At £200 it’s not cheap and there is an £80 fee to replace the sealed waterproof battery and puck inside every 12 months, but it’s comparable to the call systems which charge a fee every month. I think it’s simply brilliant and has given me such peace of mind. Mum likes it because it’s only accessible by her family and not by some stranger in a call centre.
She should have had all of this stuff ages ago, but older people don’t want to admit how frail they’ve become and I think for many it takes a long time to accept they won’t be seeing improvement in their situation and need to make drastic changes. All we can do in the meantime is be patient. There are times it’s really tempting to tell them what they need and what they should be doing, but they are grown adults capable of making their own decisions. I’d hate for anyone to tell me how I should be living in my own home. so I constantly put myself in their shoes and wonder how I would feel in their situation. It helps me to be compassionate, empathetic and not to get too frustrated with them when they aren’t dong what I think is best.
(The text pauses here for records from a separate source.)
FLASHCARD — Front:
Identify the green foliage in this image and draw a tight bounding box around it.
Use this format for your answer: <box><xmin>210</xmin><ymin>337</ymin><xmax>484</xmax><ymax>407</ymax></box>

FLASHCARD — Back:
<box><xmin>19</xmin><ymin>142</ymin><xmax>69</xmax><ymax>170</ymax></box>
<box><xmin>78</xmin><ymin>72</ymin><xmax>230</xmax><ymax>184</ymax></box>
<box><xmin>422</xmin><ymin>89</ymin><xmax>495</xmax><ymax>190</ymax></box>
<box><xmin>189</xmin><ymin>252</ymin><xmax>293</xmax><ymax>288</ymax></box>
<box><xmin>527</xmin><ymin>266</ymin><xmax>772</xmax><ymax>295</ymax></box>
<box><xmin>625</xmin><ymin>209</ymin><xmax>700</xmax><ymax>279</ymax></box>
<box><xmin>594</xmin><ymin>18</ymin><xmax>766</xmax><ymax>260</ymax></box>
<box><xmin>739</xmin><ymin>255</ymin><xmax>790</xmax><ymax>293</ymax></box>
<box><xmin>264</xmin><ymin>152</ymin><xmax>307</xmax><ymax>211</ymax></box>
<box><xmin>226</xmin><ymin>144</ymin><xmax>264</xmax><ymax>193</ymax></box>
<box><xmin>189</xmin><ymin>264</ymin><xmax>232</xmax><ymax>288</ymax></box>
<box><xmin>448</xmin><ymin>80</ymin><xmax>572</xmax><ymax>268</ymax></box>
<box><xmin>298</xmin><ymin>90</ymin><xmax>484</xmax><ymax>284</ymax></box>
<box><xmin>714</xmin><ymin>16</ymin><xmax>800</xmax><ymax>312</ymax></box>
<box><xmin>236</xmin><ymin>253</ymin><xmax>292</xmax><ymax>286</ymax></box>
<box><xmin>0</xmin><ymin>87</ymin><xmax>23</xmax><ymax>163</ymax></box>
I had no idea that being a Carer would be this much work, stress and worry. It sneaks up on you. My parents started off by needing a little bit of care and support, and this gradually increased until one day I woke up and realized that they were totally dependent upon me. It’s a heavy responsibility, especially when I am so sick myself, and although one of my brothers picks up a little of the slack everyone knows I am the one they rely on. Just like being a parent, being a Carer has no instruction book and you will inevitably make mistakes. I’m not a Saint and am going through my own stuff, health and other-wise, which means that I get exhausted, resentful and overwhelmed at times. All you can be is kind and loving, and all you can do is your best and hope that it’s good enough.